That is why this Children’s Day should not have been celebrated in the usual way. It should have been observed as a day of national shame. The failure is even worse because Nigeria already has a Safe Schools framework. The Safe Schools Initiative was launched after the Chibok abduction in 2014. Nigeria signed the Safe Schools Declaration in 2015, ratified it in 2019, and adopted a National Policy on Safety, Security and Violence-Free Schools in 2021. There is also a ₦144.8 billion financing plan for 2023 to 2026. Yet Punch reported that 30 states had still not implemented the Federal Government’s Safe Schools Initiative, despite repeated school attacks.
So, the problem is not that Nigeria lacks policies. Nigeria is drowning in policies. The problem is that our policies often die between press conferences and implementation. We launch. We announce. We inaugurate committees. We print banners. We pose for photographs. Then children are left exposed.
This is why public anger must go beyond sympathy. Sympathy is too cheap now. These children do not need another emotional statement. They need rescue. Their schools need protection. Their communities need intelligence networks that work. Their parents need accountability. Nigerians need to know who failed, where the security warnings broke down, what funds were released, what was done with them, which schools were listed as high risk, and why those schools remained vulnerable.
A country’s leadership is judged not by the beauty of its speeches, but by the safety of its children. Not by the number of flags at Eagle Square, but by whether a child can sit in a classroom without being abducted. Not by campaign slogans, but by the simple fact of whether parents can send their children to school and expect them to return home. On that test, Nigeria is failing.
The wider numbers are terrifying. UNICEF has said Nigeria’s education system faces an alarming crisis, with 10.2 million primary school-age children and 8.1 million junior secondary school-age children out of school. It also reported that attacks on schools had contributed to closures in Borno, Adamawa and Yobe.

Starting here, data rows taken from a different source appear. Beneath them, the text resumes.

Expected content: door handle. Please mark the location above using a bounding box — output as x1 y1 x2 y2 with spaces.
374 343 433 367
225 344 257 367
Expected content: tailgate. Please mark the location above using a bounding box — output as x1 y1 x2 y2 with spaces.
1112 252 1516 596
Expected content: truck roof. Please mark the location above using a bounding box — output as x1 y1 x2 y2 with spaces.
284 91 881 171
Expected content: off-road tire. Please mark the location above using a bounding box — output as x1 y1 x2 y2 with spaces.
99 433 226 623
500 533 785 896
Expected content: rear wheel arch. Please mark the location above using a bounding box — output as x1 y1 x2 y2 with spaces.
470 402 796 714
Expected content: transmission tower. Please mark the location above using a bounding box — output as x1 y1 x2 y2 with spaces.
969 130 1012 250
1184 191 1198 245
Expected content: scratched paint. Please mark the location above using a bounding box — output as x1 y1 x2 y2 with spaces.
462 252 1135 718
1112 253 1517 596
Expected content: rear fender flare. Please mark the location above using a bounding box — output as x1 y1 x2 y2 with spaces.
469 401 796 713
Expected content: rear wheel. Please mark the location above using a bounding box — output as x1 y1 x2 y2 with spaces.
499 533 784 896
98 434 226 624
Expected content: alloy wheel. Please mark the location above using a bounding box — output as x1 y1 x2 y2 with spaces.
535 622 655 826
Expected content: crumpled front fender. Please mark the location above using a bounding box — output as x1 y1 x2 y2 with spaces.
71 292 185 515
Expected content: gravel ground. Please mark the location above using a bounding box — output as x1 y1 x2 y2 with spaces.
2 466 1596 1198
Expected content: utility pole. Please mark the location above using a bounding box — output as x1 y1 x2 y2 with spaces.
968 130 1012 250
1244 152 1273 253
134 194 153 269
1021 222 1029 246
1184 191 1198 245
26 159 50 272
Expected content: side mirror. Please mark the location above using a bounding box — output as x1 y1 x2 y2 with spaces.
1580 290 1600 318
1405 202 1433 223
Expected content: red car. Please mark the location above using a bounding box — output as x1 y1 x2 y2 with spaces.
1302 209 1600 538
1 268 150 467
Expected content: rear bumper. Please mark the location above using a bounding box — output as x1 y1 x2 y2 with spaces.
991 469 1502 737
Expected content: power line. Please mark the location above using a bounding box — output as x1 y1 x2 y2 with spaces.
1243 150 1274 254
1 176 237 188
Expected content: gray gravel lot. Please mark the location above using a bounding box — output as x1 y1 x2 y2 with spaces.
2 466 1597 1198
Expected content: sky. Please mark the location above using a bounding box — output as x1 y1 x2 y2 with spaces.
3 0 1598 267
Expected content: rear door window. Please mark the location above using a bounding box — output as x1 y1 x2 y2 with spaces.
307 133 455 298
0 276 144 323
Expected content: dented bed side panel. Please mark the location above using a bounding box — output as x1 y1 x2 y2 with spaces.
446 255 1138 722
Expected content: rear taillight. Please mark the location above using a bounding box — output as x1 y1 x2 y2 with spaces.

In plain language, millions of Nigerian children are already outside the classroom, and those inside the classroom are not always safe.
This is how a nation murders its future without firing a single official shot. First, it fails to educate its children. Then it fails to protect the few still trying to learn. Then it gives speeches about inclusion.
The Tinubu government must understand this clearly: Children’s Day messages will not erase the image of abducted children. Promises will not comfort parents whose children are missing. Political ambition will not cover the shame of a republic that cannot secure its youngest citizens.
Bring the children home. Then secure the schools. Until then, every Children’s Day celebration in Nigeria is a national lie dressed in bright colours.
Anthony Ubani is a leadership and governance expert. He currently serves as the Executive Director of #FixPolitics Africa.